Division of Endocrinology, Department of Internal Medicine, Erasmus MC, Rotterdam, the Netherlands.
Diabetes. 2013 Jul;62(7):2539-44. doi: 10.2337/db12-1773. Epub 2013 Apr 8.
We investigated 1) the ability of purified glargine (GLA), metabolites 1 (M1) and 2 (M2), IGF-I, and NPH insulin to activate the insulin receptor (IR)-A and IR-B and IGF-I receptor (IGF-IR) in vitro; 2) plasma concentrations of GLA, M1, and M2 during long-term insulin therapy in type 2 diabetic patients; and 3) IR-A and IR-B activation in vitro induced by serum from patients treated with GLA or NPH insulin. A total of 104 patients (age 56.3 ± 0.8 years, BMI 31.4 ± 0.5 kg/m(2), and A1C 9.1 ± 0.1% [mean ± SE]) were randomized to GLA or NPH insulin therapy for 36 weeks. Plasma concentrations of GLA, M1, and M2 were determined by liquid chromatography-tandem mass spectrometry assay. IR-A, IR-B, and IGF-IR autophosphorylation was induced by purified hormones or serum by kinase receptor activation assays. In vitro, M1 induced comparable IR-A, IR-B, and IGF-IR autophosphorylation (activation) as NPH insulin. After 36 weeks, M1 increased from undetectable (<0.2 ng/mL) to 1.5 ng/mL (0.9-2.1), while GLA and M2 remained undetectable. GLA dose correlated with M1 (r = 0.84; P < 0.001). Serum from patients treated with GLA or NPH insulin induced similar IR-A and IR-B activation. These data suggest that M1 rather than GLA mediates GLA effects and that compared with NPH insulin, GLA does not increase IGF-IR signaling during long-term insulin therapy in type 2 diabetes.
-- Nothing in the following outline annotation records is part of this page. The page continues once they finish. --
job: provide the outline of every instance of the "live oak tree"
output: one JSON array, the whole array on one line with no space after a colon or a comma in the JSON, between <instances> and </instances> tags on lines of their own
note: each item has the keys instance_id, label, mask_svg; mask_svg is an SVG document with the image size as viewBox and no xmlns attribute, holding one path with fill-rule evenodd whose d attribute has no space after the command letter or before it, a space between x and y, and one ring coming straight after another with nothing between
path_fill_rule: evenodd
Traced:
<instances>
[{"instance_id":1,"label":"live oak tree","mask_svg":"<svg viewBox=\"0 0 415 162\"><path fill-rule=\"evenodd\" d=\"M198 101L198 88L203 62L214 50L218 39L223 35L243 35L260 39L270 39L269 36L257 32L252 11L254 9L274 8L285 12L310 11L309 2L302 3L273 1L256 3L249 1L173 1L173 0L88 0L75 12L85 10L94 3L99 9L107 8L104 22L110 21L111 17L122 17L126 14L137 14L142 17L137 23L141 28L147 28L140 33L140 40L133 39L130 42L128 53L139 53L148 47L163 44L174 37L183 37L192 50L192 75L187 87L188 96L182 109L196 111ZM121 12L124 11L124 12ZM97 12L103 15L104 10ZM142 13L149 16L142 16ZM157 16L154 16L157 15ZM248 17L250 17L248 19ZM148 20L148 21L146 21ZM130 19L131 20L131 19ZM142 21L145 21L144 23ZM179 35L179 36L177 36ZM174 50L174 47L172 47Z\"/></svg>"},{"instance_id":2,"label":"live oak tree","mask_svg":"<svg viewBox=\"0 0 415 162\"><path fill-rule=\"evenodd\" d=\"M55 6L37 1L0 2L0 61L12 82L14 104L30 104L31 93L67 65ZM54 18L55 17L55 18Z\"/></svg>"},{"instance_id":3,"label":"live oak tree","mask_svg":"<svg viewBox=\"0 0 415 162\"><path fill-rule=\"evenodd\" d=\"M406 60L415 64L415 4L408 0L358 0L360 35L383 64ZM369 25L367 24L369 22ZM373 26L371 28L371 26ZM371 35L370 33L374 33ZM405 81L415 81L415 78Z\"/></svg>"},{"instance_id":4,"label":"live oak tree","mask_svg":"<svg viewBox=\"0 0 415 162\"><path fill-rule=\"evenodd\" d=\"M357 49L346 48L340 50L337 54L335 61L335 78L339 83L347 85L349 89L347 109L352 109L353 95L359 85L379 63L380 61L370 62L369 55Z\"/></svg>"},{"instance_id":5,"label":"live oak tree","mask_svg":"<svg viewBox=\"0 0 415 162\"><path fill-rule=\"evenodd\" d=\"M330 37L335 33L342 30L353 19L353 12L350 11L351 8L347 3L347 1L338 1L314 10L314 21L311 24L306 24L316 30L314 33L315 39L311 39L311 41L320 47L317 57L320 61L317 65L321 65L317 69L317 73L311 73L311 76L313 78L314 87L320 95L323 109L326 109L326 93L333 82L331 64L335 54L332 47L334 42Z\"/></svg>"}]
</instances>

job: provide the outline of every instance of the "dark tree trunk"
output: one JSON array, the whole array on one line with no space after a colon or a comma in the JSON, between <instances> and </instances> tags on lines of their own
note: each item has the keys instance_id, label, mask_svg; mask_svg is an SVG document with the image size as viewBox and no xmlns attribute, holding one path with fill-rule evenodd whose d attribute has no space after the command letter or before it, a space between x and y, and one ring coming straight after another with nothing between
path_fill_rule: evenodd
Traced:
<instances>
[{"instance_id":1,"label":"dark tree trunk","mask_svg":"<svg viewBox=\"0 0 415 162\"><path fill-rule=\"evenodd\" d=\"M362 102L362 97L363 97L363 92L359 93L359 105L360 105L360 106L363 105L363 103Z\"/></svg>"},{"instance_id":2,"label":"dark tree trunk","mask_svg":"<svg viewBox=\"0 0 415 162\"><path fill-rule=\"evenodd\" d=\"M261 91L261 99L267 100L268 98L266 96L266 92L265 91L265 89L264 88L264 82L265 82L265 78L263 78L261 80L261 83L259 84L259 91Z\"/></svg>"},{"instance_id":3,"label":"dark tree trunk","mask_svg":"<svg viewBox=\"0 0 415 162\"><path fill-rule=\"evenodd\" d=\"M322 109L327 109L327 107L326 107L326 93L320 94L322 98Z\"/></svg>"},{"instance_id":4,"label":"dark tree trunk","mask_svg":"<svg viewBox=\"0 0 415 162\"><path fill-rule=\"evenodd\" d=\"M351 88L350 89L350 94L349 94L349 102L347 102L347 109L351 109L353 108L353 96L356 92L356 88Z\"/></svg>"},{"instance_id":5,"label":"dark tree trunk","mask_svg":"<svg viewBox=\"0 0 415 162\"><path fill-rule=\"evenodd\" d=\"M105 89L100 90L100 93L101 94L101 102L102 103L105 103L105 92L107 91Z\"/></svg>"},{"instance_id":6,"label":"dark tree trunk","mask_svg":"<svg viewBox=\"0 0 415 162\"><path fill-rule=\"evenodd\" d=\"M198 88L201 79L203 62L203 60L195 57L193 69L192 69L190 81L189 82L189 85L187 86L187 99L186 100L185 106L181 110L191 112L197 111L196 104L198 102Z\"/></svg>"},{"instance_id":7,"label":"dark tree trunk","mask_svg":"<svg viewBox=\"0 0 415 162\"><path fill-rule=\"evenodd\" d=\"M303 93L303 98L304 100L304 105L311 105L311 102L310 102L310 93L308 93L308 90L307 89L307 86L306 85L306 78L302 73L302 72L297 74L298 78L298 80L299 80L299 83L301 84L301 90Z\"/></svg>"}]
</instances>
我们研究了 1)纯化甘精胰岛素(GLA)、代谢物 1(M1)和 2(M2)、IGF-I 和 NPH 胰岛素在体外激活胰岛素受体(IR)-A 和 IR-B 和 IGF-I 受体(IGF-IR)的能力;2)在 2 型糖尿病患者长期胰岛素治疗期间血浆中 GLA、M1 和 M2 的浓度;以及 3)用 GLA 或 NPH 胰岛素治疗的患者的血清在体外诱导的 IR-A 和 IR-B 激活。共有 104 名患者(年龄 56.3 ± 0.8 岁,BMI 31.4 ± 0.5 kg/m2,A1C 9.1 ± 0.1%[均值 ± SE])被随机分配接受 GLA 或 NPH 胰岛素治疗 36 周。通过液相色谱-串联质谱法测定血浆中 GLA、M1 和 M2 的浓度。通过激酶受体激活测定法,用纯化激素或血清诱导 IR-A、IR-B 和 IGF-IR 自身磷酸化。在体外,M1 诱导的 IR-A、IR-B 和 IGF-IR 自身磷酸化(激活)与 NPH 胰岛素相当。36 周后,M1 从无法检测到(<0.2 ng/mL)增加到 1.5 ng/mL(0.9-2.1),而 GLA 和 M2 仍无法检测到。GLA 剂量与 M1 相关(r = 0.84;P <0.001)。用 GLA 或 NPH 胰岛素治疗的患者的血清诱导相似的 IR-A 和 IR-B 激活。这些数据表明,M1 而不是 GLA 介导 GLA 的作用,与 NPH 胰岛素相比,GLA 在 2 型糖尿病患者的长期胰岛素治疗期间不会增加 IGF-IR 信号传导。